A fuller treatment of this story was published on mongabay.com here.
A Filipino marine stands guard at the village of Guiuan in the aftermath of Super Typhoon Haiyan. Photo by Mass Communication Specialist Seaman Liam Kennedy courtesy of the U.S. Navy.
By Justin Catanoso
The UN climate summit is entering its final 48 hours of negotiations, and U.S. Secretary of State John Kerry, in a packed press conference, today (Dec. 9, 2015) promised an unprecedented agreement. Some 186 countries will agree, to some voluntary extent, to reduce their carbon emissions in order to hold global warming from pre-industrial times to below an increase of 2 degree C by 2100.
“We can accomplish so much more in the next few days, the next few hours,” Kerry said. “The decisions are tough, the debates are complex. But we all know the situation. We won’t leave Paris without a agreement And we all know what a effective agreement that looks like. It needs to be as ambitious as possible.”
To that end, a steady drumbeat of momentum has built in negotiations this week toward a more aggressive global warming target. A new catch-phrase has emerged in one press briefing after another: “1.5 to stay alive.”
“1.5 degrees is vital to stay alive,” said Samantha Smith with WWF International in a briefing Tuesday. “That should be the long-term goal.”

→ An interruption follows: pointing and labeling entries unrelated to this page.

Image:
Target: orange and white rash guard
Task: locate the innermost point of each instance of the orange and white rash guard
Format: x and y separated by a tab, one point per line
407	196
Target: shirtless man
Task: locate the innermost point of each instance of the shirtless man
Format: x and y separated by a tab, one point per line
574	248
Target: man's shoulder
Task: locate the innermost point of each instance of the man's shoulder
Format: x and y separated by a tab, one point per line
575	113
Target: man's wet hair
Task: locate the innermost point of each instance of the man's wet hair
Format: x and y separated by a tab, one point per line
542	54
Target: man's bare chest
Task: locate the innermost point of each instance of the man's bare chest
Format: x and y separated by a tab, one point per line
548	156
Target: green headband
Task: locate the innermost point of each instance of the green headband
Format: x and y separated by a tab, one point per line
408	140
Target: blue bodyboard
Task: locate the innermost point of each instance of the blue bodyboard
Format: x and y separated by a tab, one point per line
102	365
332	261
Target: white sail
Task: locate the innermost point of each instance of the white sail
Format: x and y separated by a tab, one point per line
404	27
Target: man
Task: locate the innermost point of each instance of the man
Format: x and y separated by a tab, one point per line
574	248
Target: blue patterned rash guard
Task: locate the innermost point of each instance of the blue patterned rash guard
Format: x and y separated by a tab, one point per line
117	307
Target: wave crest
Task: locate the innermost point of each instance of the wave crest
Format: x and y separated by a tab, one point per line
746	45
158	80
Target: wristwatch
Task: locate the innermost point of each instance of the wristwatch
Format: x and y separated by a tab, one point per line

A group of 20 countries which call themselves the Climate Vulnerable Forum — think Seycelles, Maldives, the Marshall islands — are making the most noise for language in the text to hold global warming to a 1.5 degree C rise instead of 2 degrees C. The forum is chaired by the president of the Philippines, which has been hit by three of the strongest typhoons in its history in the past three years.
The web site tcktcktck.org spells out the difference in a mere half-degree Celcius:
“You want to solve the problem,” said John Knox, the UN’s special Rappateaur on the issue of human rights obligations relating to the enjoyment of a safe, clean, healthy and sustainable environment. “Expressing 1.5 degrees as the target will have the effect of doing what’s necessary to solve the problem. Warming of 2 degrees just isn’t going to be enough to prevent massive climate change disruption over the next 50-80 years.”
Already the language in the final text appears to be fluid. Where it used to say “2 degree C,” there are now options such as “below 2 degrees C” or “far below 2 degrees C” or “between 1.5 and 2 degrees C.” Few will predict where the language will land.
There’s just one problem, said Alden Meyer of the Union of Concerned Scientists. If the world could somehow magically stop burning fossil fuels tomorrow, the damage baked into the climate already is leading global warming to at least another 1.3-degree rise by 2100. Since that’s not going to happen, a target of 1.5 degree C may simply be unrealistic, Meyer said.